Posted on 2012-08-10
Last Modified: 2012-08-15
I have a confusion about the (CPU WAIT)

1-Is CPU wait always a wait on I/O?

2-will Memory and Virtual memory have anything to do with CPU wait?

3-if a system has lots of CPU wait will adding more CPU or cores fix this problem?

4-what is the best OS tool to report CPU wait other than VMSTAT?
Question by:it-rex
    LVL 68

    Accepted Solution

    1 - CPU WAIT is basically the time a CPU has to wait for an outstanding I/O operation to complete. %WAIT is the time (expressed as a percentage) a CPU has been found waiting for I/O during a given interval.
    The system will schedule other processes to run during the time a process is blocked waiting for I/O, so a high overall WAIT means that there are either no more processes to schedule or that the whole I/O system is overloaded (or both).

    2 - Low real memory can lead to high paging I/O, which will adversely influence the response time of process I/O (I/O contention).
    Further, there might be too few memory available for caching disk data which in turn leads to more frequent, maybe expensive read operations.

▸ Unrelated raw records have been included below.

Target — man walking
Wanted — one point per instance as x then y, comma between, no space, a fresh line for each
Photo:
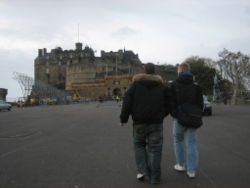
146,101
185,91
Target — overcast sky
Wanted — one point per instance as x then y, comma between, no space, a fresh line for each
165,31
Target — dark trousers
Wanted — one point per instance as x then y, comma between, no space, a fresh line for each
148,140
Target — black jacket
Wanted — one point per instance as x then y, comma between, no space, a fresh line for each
187,92
146,100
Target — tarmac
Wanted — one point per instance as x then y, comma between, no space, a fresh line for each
82,146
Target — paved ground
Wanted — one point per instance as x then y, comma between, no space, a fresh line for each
81,146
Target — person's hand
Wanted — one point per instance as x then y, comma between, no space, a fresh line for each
122,124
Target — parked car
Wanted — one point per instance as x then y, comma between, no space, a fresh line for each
207,110
4,106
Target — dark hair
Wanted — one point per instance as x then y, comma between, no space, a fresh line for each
149,68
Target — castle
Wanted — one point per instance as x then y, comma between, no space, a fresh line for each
80,71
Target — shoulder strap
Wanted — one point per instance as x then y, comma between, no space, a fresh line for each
177,93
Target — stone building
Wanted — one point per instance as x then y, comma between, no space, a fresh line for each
3,94
81,71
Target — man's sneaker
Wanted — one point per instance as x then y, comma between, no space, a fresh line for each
179,168
191,174
140,176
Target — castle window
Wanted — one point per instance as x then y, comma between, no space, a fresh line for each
116,82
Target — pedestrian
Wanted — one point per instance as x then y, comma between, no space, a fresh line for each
147,102
185,92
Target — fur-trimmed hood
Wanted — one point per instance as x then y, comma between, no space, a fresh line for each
148,77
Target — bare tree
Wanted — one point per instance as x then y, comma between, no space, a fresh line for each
234,67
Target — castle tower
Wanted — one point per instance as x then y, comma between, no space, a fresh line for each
79,46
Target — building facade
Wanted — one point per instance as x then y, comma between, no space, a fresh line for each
81,71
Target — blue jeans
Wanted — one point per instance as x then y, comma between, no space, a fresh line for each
148,139
185,139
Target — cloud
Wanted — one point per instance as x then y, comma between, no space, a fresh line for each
124,32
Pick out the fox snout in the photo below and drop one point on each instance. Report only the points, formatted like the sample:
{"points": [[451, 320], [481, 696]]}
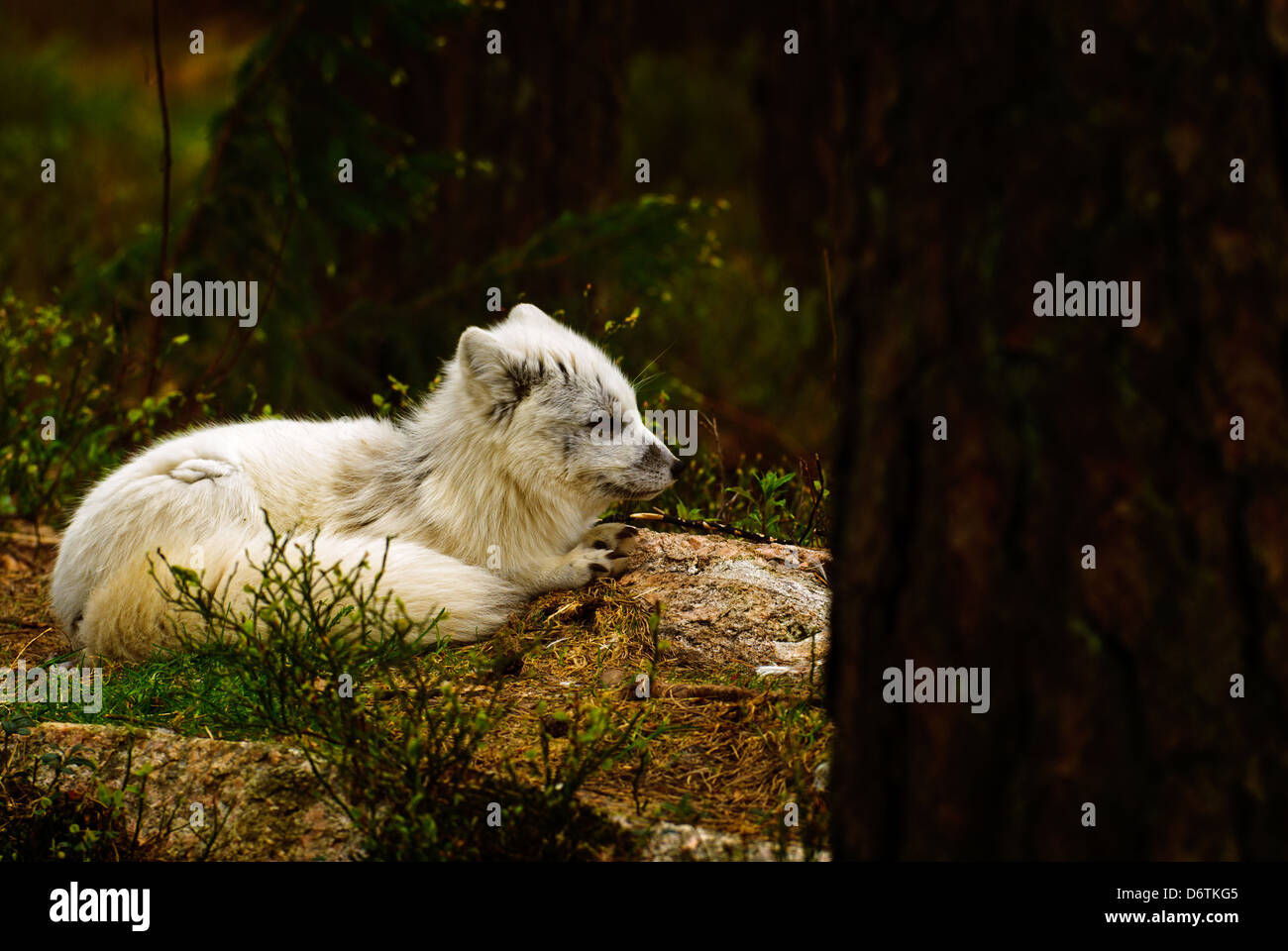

    Virtual memory (sum of real memory and paging space) can come into play when the paging space gets full, but that's another story.

    3 - More CPU will not help. Depending on the root cause of the high WAIT provide for faster disks (shorter I/O operation time) or more memory to avoid paging and to supply cache space.

    4 - If we're talking AIX here:

    topas, nmon, lparstat, iostat (disk troughput) , mpstat (wait per cpu), sar (disk service time)

    Please note that in a virtual shared processor environment (LPAR) the WAIT % does not express the wait percentage of a real CPU but the wait percentage of the CPU share made available to the LPAR by the hypervisor.

    nmon provides the option to query the PURR (Processor Utilized Resource Register) to show the values pertaining to real CPU.
    Start nmon, hit "c", then "#" untill you see "PURR Stats" in the 3rd line. The lines below show real processor values, one line per real SMT thread useable by the LPAR.

    So nmon might indeed be the best tool in an LPAR environment.
    LVL 11

    Author Comment

    When using Ganglia ,
    how can I find the root cause of CPU wait?
    Is it a graphical representation of wa in vmstat?
    LVL 68

    Expert Comment

    Ganglia's gmond uses lots of OS calls/tools to gather its stats.

    As far as I know, CPU WAIT is determined by standard perflib calls which are also used by vmstat, mpstat or topas. I'm not aware of a gmond extension or feature using the PURR.